US-12620228-B2 - System and method for space search reduction in identifying items from images via item height
Abstract
A device detects a triggering event that corresponds to a placement of a first item on a platform. In response, the device captures an image of the first item and generates a first encoded vector for the image. The first encoded vector describes one or more attributes of the first item. The device determines a height of the first item. The device identifies one or more items in an encoded vector library that are associated with average heights within a threshold range from the determined height of the first item. The device compares the first encoded vector with a second encoded vector associated with a second item from among the one or more items. The device determines that the first encoded vector corresponds to the second encoded vector. In response, the device determines that the first item corresponds to the second item.
Inventors
- Crystal Maung
- Sailesh Bharathwaaj Krishnamurthy
- Nithya Thyagarajan
- Hiranya Garbha Kumar
Assignees
- 7-ELEVEN, INC.
Dates
- Publication Date
- 20260505
- Application Date
- 20230928
Claims (20)
- 1 . An object tracking system, comprising: a plurality of cameras, wherein each camera is configured to capture images of at least a portion of a platform; a memory configured to store an encoded vector library comprising a plurality of encoded vectors, wherein: each encoded vector describes one or more attributes of a respective item; and each encoded vector is associated with a respective average height and a standard deviation from the respective average height associated with the respective item; and one or more processors communicatively coupled to the memory, and configured to: detect a triggering event at the platform, wherein the triggering event corresponds to a placement of a first item on the platform; in response to detecting the triggering event, capture an image of the first item using a camera from among the plurality of cameras; generate a first encoded vector for the image, wherein the first encoded vector describes one or more attributes of the first item; determine a height associated with the first item; identify one or more items in the encoded vector library that are associated with average heights within a threshold range from the determined height of the first item; compare the first encoded vector with a second encoded vector associated with a second item from among the one or more items; determine that the first encoded vector corresponds to the second encoded vector; and in response to determining that the first encoded vector corresponds to the second encoded vector, determine that the first item corresponds to the second item.
- 2 . The object tracking system of claim 1 , wherein the one or more processors are further configured to add the first item to a virtual shopping cart associated with a user.
- 3 . The object tracking system of claim 1 , wherein to determine the height associated with the first item, the one or more processors are further configured to: determine a first distance between the camera and a surface on top of the first item; determine a second distance between the camera and the platform; and determine a difference between the first distance and the second distance, wherein the height associated with the first item corresponds to the difference between the first distance and the second distance.

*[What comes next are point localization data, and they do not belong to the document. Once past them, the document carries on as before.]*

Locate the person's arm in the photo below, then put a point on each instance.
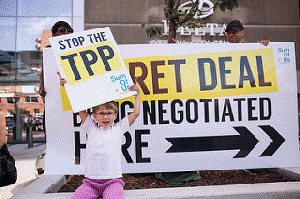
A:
(137, 104)
(2, 129)
(42, 91)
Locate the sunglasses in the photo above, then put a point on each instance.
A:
(63, 30)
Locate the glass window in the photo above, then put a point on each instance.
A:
(8, 33)
(31, 99)
(8, 8)
(45, 8)
(10, 100)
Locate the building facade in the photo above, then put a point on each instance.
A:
(22, 22)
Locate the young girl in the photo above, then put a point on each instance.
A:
(103, 149)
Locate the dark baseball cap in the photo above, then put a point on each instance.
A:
(234, 25)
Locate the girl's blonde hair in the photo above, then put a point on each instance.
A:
(108, 105)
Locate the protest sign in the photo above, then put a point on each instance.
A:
(204, 107)
(91, 63)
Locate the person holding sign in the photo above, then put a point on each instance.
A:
(59, 28)
(103, 150)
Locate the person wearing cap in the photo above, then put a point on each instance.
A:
(235, 33)
(59, 28)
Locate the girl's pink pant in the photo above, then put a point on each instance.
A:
(92, 188)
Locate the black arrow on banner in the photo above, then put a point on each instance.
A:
(277, 140)
(245, 142)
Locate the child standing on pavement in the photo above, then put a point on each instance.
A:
(103, 150)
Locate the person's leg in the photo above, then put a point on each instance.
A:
(114, 191)
(85, 191)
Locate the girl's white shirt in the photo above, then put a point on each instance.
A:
(103, 149)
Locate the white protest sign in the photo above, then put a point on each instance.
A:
(204, 107)
(91, 63)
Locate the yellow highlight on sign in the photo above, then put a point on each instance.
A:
(206, 75)
(89, 62)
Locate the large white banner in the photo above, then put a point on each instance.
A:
(204, 107)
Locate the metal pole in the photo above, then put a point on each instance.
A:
(30, 138)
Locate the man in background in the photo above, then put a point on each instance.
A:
(235, 33)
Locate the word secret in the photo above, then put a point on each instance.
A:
(246, 74)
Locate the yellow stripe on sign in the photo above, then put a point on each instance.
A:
(89, 62)
(206, 75)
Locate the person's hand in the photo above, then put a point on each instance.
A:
(264, 42)
(42, 91)
(62, 81)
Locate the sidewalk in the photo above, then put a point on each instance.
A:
(25, 162)
(30, 186)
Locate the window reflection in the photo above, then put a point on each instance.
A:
(45, 8)
(8, 33)
(8, 8)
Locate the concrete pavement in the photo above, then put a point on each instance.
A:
(25, 162)
(30, 186)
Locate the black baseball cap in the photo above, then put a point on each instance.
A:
(234, 25)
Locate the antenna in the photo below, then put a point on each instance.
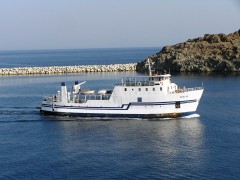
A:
(149, 67)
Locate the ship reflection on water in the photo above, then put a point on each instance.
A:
(137, 143)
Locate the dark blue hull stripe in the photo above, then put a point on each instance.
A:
(169, 115)
(123, 107)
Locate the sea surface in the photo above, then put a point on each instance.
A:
(36, 146)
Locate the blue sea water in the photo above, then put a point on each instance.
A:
(36, 146)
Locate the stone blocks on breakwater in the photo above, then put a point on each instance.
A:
(67, 69)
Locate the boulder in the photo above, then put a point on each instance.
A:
(212, 52)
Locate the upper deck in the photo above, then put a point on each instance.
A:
(146, 80)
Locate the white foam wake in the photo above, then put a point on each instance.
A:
(191, 116)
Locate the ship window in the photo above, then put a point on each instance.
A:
(177, 104)
(139, 99)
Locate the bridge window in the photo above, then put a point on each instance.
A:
(139, 99)
(177, 104)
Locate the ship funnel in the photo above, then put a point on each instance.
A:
(63, 92)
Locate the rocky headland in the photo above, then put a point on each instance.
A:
(67, 69)
(210, 53)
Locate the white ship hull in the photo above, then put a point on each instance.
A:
(155, 101)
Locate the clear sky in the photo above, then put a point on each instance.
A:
(74, 24)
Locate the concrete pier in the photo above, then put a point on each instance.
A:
(67, 69)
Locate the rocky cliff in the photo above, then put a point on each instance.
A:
(212, 52)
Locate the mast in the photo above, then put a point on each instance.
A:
(149, 67)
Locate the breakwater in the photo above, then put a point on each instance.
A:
(67, 69)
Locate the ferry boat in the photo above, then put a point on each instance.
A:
(138, 97)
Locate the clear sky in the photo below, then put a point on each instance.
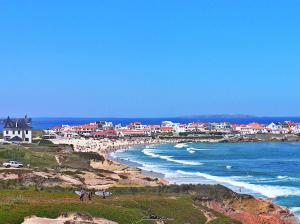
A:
(149, 58)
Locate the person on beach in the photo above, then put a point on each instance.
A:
(90, 195)
(81, 195)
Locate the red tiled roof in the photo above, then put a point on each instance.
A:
(166, 129)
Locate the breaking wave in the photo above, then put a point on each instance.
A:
(181, 145)
(170, 158)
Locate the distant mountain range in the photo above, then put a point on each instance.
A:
(219, 116)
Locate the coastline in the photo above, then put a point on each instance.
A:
(289, 213)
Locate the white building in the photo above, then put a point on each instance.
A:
(17, 130)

- 4 . The object tracking system of claim 1 , wherein for the respective item, the respective average height is determined by: capturing a plurality of images of the respective item placed on different parts of the platform, wherein each of the plurality of images shows the respective item placed on a different part of the platform; determining a plurality of heights of the respective item, wherein each of the plurality of heights is determined based at least in part upon a respective distance between the camera and a top surface of the respective item; and determining an average of the plurality of heights, wherein the average of the plurality of heights corresponds to the respective average height of the respective item.

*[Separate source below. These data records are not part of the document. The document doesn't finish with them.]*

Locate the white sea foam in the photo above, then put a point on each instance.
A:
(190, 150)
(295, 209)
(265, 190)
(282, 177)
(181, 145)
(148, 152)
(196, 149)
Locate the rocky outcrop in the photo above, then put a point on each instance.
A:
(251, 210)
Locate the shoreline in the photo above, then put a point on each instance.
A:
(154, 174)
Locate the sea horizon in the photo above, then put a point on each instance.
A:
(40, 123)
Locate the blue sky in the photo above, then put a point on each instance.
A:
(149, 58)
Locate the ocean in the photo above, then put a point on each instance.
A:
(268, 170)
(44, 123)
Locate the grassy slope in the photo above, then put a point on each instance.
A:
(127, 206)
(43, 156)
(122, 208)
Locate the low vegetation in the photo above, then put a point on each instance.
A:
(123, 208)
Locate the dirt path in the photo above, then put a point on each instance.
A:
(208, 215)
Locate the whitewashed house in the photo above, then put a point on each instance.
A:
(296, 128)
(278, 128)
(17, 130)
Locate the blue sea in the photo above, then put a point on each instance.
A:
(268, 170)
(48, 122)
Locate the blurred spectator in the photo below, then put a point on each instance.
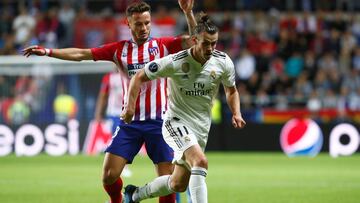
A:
(66, 17)
(65, 105)
(294, 65)
(314, 102)
(245, 65)
(49, 29)
(23, 26)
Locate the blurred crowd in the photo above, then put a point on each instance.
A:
(287, 53)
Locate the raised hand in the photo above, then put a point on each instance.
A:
(186, 5)
(36, 50)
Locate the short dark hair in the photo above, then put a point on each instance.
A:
(137, 7)
(205, 25)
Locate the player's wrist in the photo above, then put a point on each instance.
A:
(48, 52)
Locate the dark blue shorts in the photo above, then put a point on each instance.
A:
(128, 139)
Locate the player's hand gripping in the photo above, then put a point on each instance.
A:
(186, 5)
(36, 50)
(127, 115)
(238, 121)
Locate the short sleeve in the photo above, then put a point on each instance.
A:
(159, 68)
(228, 78)
(173, 44)
(104, 88)
(105, 52)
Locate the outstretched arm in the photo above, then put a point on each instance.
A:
(133, 92)
(187, 6)
(233, 100)
(71, 54)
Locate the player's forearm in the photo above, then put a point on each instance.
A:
(233, 101)
(72, 54)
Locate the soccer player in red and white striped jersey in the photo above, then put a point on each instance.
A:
(130, 56)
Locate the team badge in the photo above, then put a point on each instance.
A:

- 5 . The object tracking system of claim 1 , wherein the standard deviation corresponds to the threshold range from the determined height of the first item.
- 6 . The object tracking system of claim 1 , wherein to determine that the first encoded vector corresponds to the second encoded vector, the one or more processors are further configured to: identify a first set of attributes associated with the first item, wherein the first set of attributes is indicated in the first encoded vector; identify a second set of attributes associated with the second item, wherein the second set of attributes is indicated in the second encoded vector; compare each attribute from among the first set of attributes with a counterpart attribute from among the second set of attributes; and determine that more than a threshold percentage of the first set of attributes correspond to counterpart attributes from among the second set of attributes.

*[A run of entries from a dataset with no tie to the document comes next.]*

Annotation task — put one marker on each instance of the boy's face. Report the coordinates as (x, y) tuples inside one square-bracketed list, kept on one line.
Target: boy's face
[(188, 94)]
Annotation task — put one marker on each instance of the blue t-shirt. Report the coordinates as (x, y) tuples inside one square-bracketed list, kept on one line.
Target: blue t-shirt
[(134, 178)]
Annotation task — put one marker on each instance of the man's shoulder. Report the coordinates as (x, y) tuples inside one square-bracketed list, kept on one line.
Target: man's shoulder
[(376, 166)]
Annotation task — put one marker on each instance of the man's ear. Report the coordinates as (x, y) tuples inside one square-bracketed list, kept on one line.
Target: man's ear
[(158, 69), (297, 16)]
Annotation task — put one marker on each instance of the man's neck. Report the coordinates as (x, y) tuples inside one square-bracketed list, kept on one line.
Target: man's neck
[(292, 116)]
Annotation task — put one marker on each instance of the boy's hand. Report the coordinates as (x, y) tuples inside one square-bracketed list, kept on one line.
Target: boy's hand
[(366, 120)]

- 7 . The object tracking system of claim 1 , wherein to determine that the first encoded vector corresponds to the second encoded vector, the one or more processors are further configured to: identify a first set of attributes associated with the first item, wherein the first set of attributes is indicated in the first encoded vector; identify a second set of attributes associated with the second item, wherein the second set of attributes is indicated in the second encoded vector; compare each attribute from among the first set of attributes with a counterpart attribute from among the second set of attributes; and determine that more than a threshold percentage of the first set of attributes correspond to counterpart attributes from among the second set of attributes.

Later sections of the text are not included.